Karara karşı, davacı vekili tarafından istinaf kanun yoluna başvurulmuştur.
Bölge Adliye Mahkemesince, tüm dosya kapsamına göre yapılan istinaf incelemesi sonucunda; ... beldesi.../Aydın adresindeki Akaryakıt İstasyonunun işletilmesi için davalının sahibi olduğu İstasyonlu Bayilik Lisansına, Ataköy Köyü.../Aydın adresindeki köy pompasının işletmesi ve köy pompasının işletilmesi için adına ruhsat alması nedeniyle, köy pompasını işletebildiği, her iki işletmenin devir edilmesinden sonra, davacıya Geyrede' ki istasyon için lisans verildiği, davacının köy pompasının işletilmesi için ruhsat başvurusunun Belediye tarafından, yangın yönetimi, karayolu trafik güvenliği, lavabo ve benzerleri sağlık koruma bandı mesafeleri ve imar kanununa uygunluğu yönünden yapılan değerlendirmede uygun görülmeyerek ruhsat verilmemesi nedeniyle, köy pompasının davacı tarafça işletilemediği, davacı tarafça, heri iki işletme devrinin birbirinden bağımsız olduğu iddia edilerek, köy pompasının devri sözleşmesinin feshinin istendiği, köy pompası işletmesinin, İstasyonlu Bayilik Lisansına işlenerek, lisans sahibi tarafından işletilmesinin zorunlu olması karşısında, her ne kadar iki ayrı sözleşme ile devir yapılmış ise de, bir bütün olarak devir edildiğinin kabulü gerektiği, davacının ...'deki akaryakıt istasyonunun devrinin iptali istemeyerek, sadece köy pompası işletmesinin devri sözleşmesinin feshini istediği, davada feshe bağlı talepte bulunulmakla, taleple bağlılık ilkesi uyarınca maddi istemlerinin kabulü koşullarının oluşmadığı, dolayısıyla ilk derece mahkemesince verilen kararın usul ve esas yönünden hukuka uygun olduğu gerekçesiyle, davacı vekilinin istinaf başvurusunun esastan reddine karar verilmiştir.

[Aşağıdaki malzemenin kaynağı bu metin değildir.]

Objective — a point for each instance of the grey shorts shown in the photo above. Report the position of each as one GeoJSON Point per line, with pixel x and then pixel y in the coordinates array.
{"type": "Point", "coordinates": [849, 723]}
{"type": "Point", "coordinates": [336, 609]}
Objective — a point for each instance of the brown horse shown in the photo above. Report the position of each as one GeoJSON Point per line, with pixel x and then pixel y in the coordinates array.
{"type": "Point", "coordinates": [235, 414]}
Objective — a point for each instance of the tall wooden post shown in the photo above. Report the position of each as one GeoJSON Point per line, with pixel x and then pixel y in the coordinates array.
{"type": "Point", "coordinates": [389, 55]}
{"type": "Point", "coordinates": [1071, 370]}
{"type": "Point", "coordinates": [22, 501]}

Karara karşı, davacı vekili tarafından temyiz kanun yoluna başvurulmuştur.
Yapılan yargılama ve saptanan somut uyuşmazlık bakımından uygulanması gereken hukuk kuralları gözetildiğinde İlk Derece Mahkemesince verilen kararda bir isabetsizlik olmadığının anlaşılmasına göre yapılan istinaf başvurusunun HMK'nın 353/b-1 maddesi uyarınca Bölge Adliye Mahkemesince esastan reddine ilişkin kararın usul ve yasaya uygun olduğu kanısına varıldığından Bölge Adliye Mahkemesi kararının onanmasına karar vermek gerekmiştir.

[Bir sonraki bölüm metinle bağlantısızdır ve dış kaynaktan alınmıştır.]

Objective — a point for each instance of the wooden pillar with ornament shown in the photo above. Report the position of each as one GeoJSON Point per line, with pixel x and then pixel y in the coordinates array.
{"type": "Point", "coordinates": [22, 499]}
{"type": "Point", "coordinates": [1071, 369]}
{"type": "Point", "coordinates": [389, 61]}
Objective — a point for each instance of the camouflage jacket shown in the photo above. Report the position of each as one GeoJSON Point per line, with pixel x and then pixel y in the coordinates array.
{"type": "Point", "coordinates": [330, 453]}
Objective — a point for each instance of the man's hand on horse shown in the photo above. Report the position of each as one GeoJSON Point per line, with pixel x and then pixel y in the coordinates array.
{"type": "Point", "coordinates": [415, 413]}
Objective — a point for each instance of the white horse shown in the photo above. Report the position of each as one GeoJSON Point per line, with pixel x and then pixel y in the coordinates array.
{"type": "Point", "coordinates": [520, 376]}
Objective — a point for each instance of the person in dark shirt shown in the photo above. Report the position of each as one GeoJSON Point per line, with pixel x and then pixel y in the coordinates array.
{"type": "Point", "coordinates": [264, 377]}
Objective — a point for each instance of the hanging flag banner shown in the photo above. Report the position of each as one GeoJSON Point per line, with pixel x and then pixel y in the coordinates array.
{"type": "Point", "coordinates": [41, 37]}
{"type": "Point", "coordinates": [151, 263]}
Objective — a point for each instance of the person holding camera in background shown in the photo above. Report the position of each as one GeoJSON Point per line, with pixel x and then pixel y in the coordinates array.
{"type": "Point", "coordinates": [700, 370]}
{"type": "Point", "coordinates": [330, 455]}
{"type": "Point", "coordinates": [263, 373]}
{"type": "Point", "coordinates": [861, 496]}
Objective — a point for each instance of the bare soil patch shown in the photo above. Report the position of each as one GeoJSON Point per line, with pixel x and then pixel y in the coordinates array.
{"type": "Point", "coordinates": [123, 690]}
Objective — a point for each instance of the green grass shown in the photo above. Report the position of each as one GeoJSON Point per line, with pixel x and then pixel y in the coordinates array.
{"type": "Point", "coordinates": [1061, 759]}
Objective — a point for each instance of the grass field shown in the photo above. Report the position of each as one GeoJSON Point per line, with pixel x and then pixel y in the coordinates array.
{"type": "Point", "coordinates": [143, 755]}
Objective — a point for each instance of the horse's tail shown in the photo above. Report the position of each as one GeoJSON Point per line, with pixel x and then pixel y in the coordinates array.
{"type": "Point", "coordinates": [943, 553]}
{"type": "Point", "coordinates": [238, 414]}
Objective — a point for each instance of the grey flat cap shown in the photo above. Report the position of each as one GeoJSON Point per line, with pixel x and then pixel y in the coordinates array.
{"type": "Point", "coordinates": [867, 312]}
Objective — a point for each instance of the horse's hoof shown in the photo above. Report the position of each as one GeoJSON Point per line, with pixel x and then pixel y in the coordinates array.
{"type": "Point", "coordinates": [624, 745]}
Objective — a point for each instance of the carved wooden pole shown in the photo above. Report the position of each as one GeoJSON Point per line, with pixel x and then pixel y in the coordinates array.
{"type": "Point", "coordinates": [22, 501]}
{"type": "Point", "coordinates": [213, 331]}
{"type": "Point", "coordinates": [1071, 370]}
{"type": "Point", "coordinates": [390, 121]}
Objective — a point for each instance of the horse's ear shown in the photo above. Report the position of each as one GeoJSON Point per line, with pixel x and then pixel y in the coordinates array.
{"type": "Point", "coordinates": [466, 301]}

SONUÇ: Yukarıda açıklanan nedenlerle, davacı vekilinin temyiz isteminin reddi ile Bölge Adliye Mahkemesince verilen kararın HMK'nın 370/1. maddesi uyarınca ONANMASINA, HMK'nın 372. maddesi uyarınca işlem yapılmak üzere dava dosyasının İlk Derece Mahkemesine, kararın bir örneğinin Bölge Adliye Mahkemesine gönderilmesine, aşağıda yazılı bakiye 21,40 TL temyiz ilam harcının temyiz eden davacıdan alınmasına, 22/06/2022 tarihinde kesin olarak oybirliğiyle karar verildi.